Interesting your thoughts on dosing effecting shrimp.. Id be very surprised if it was the dosing on a normal EI schedule effecting them as masses of people run shrimp in heavily dosed tanks very well.. even Mr ADA himself!


----------



## thebullit (30 Jul 2008)

heres a link to some MTS snails for sale.

http://cgi.ebay.co.uk/ws/eBayISAPI.dll? ... 0270643521


----------



## BeBea (30 Jul 2008)

Superman said:
			
		

> Anyone got any spare trumpet snails or something similar? Looking for smaller snails to keep things clean.



I've got loads!  PM me and I'll give you my address.  If you then send me a large sae I will send you some 

Zoe


PS I love my snails  As you can probably guess by my avatar >  

I've got purple, blue, ivory, pink and yellow - they are so great to watch and their bodies match their shells (i.e. the pink snail has a pale pink body, the powder blue has a dark blue body, the purple has a deep purple body etc...........)


----------



## thebullit (1 Aug 2008)

lovely looking snails you have there Zoe.


----------



## Superman (9 Nov 2008)

Thought I'd bring this thread back up rather than start off a new one.

I've had MTS added to my tank in the past but don't really see them that much now, not even on a night.

I'm thinking of adding some more snails to my tank, just wondered if I should add Nerites or more MTS? Not sure if I'd like a "larger" snail like a nerite - wouldn't get a big apple snail again. Would Nerites climb up leaves and bend them down? Just wondered how they cope in planted tanks?


----------



## thebullit (9 Nov 2008)

they will be ok in a planted tank as they wont eat them. they will graze on the algae nd b4you know it there wontbe any algae left, so you will have to suplerment there dietry needs.


----------



## Egmel (9 Nov 2008)

My nerites tend to stick to the hardscape and tank walls rather than clambering all over the leaves.  That's not to say they don't use them just that they seem to prefer the hardscape.

I've got a couple of the bee-staghorn ones too, while they're really cool they do tend to look a little lost in a tank my size (125l) they'd be better in a smaller tank, or more than the 2 I've got I suppose it the other option.

I think it depends on your tank size and layout as to how big a snail you want.  If your tank is full of petite plants with small leaves then I'd stick with the smaller snails, if you've got a larger tank with some larger plants then the nerites will be more balanced in comparison.

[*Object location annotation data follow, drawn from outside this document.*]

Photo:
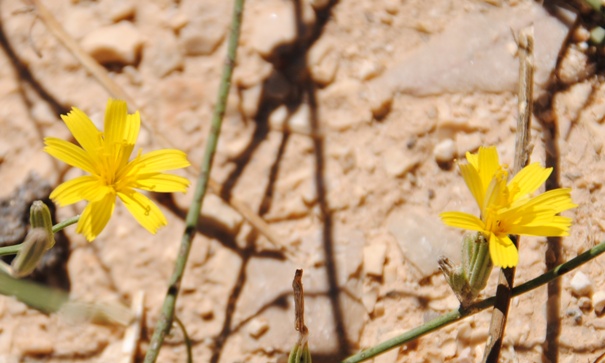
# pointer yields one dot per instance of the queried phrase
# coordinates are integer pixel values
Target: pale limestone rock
(397, 161)
(257, 327)
(374, 256)
(117, 10)
(467, 142)
(273, 23)
(323, 61)
(119, 43)
(368, 69)
(206, 28)
(250, 99)
(423, 238)
(598, 302)
(575, 66)
(217, 211)
(584, 303)
(580, 284)
(445, 151)
(162, 54)
(370, 297)
(80, 21)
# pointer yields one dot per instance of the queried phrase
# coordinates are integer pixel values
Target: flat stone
(445, 151)
(397, 161)
(163, 54)
(580, 284)
(117, 43)
(374, 256)
(257, 327)
(598, 302)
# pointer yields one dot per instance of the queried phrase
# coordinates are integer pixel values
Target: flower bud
(31, 252)
(39, 217)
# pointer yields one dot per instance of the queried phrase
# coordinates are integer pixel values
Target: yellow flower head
(105, 156)
(507, 206)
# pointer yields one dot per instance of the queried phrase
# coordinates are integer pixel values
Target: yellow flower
(508, 208)
(105, 156)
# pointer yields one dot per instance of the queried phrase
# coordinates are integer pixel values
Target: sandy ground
(380, 97)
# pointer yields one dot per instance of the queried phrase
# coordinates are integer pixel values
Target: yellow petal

Spixi apple snails are also a nice size, but they have a nasty habit of eating anything green if they're feeling hungry and mine have started laying egg clutches all over the place too.


----------



## joyous214 (10 Nov 2008)

i has staghorn ones too and they really do look lost in a 125L. i have ramshorns (which never seem to go away) and apple snails, there are now "mini" apple snails that dont grow too big, very cute. Watch them for hours. Think apples are more out going then some of the other snails.


----------



## Superman (10 Nov 2008)

Just wodering what would be better, add more Ottos or snails.
I'd like nerites and the Staghorn ones might be best for me as they're smaller, but as others have said they might get lost in the size of my tank (180ltr)


----------



## Egmel (11 Nov 2008)

Looking at your journal I think staghorns would get very lost. I'd be inclined to get some nice nerites *and *some more ottos.  8)


----------



## Wolfenrook (30 Nov 2008)

Matt Holbrook-Bull said:
			
		

> Interesting your thoughts on dosing effecting shrimp.. Id be very surprised if it was the dosing on a normal EI schedule effecting them as masses of people run shrimp in heavily dosed tanks very well.. even Mr ADA himself!



Sorry for the late reply, but I rarely come on here these days.

As to the dosing, I never said I was dosing EI, I was dosing TPN+ when I lost the shrimp, and it effected my cherry shrimp as well, making them lethargic and shy (a classic sign of copper poisoning.  However I can happily link at least 1 article by another shrimp keeper who stopped dosing CSM+B (I believe this is the trace mix used in EI) as he was getting signs of copper poisoning in his shrimp, and upon stopping the dosing this stopped, and as soon as I reduced my dosing back down lower the the amounts recommended on here, my cherry shrimp recovered, it was too late for my macrobrachium lanchesteri however, these been a much more sensitive species than Amano or cherry shrimp.

As to Takashi Amano having no problems with EI dosing and his shrimp, I was not aware that Takashi Amano used EI dosing, the books and articles I have read by him (I have a TFH digital subscription) suggest quite the contrary, and the levels he doses traces at are a fair bit lower than those espoused on here.

Ade

PS. I forgot to mention, I stopped using TPN+ a couple of months back now, and now dose using Pro-Fito, Nitro and Fosfo from Easy Life, using a dosing schedule loosely based around the Redfied ratio.  My plants are still growing great, only now I have no potassium deficiency and my shrimp are much happier.


----------



## beeky (19 Jan 2009)

Has anyone else found their Nerites on the carpet?!

I find my one (I only have the one) on the carpet a few weeks after putting it in. It must have climbed up the glass out through a hole for the cables and then fallen off. I don't know how long it was out for, but it was dry. I put it back in and a few hours later it was moving around again, unharmed.


----------



## thebullit (20 Jan 2009)

generaly if a snail leves the water its A- looking for some were to lay eggs .Not in this case. B- something in the water they dont like. just my pennies worth.


----------



## spikey4me (22 Feb 2009)

I have found that certain species of nerite are more prone to actively cruising above the waterline looking for food - they often clean the algae growing over the coverplates in my aquariums.   I went to Thailand last year and was able to witness nerites in their natural habitat.  They seemed to spend most of their time - 60% or more - out of the water crawling on the branches & rocks overhanging the river - resting alot but also grazing on algae. So its very much part of their natural cycle and shouldnt just be associated with them not liking the water conditions.  So in short, a tight fitting lid is a necessity!


----------



## daniel19831123 (28 Dec 2009)

I'm tempted to add this snail to my current tank. But can anyone clarify their algae eating ability? As far as I can find, they mostly buried underground to munch on rotten plants. If they do eat algae, would be useful to know which algae they eat and which they don't. can't find anything as such online... Maybe someone with MTS can conduct an experiment with barebottom MTS tank and feed them algae? lol


----------



## AdAndrews (28 Dec 2009)

Ive just added a zebra nerite snail, you should see him go!


----------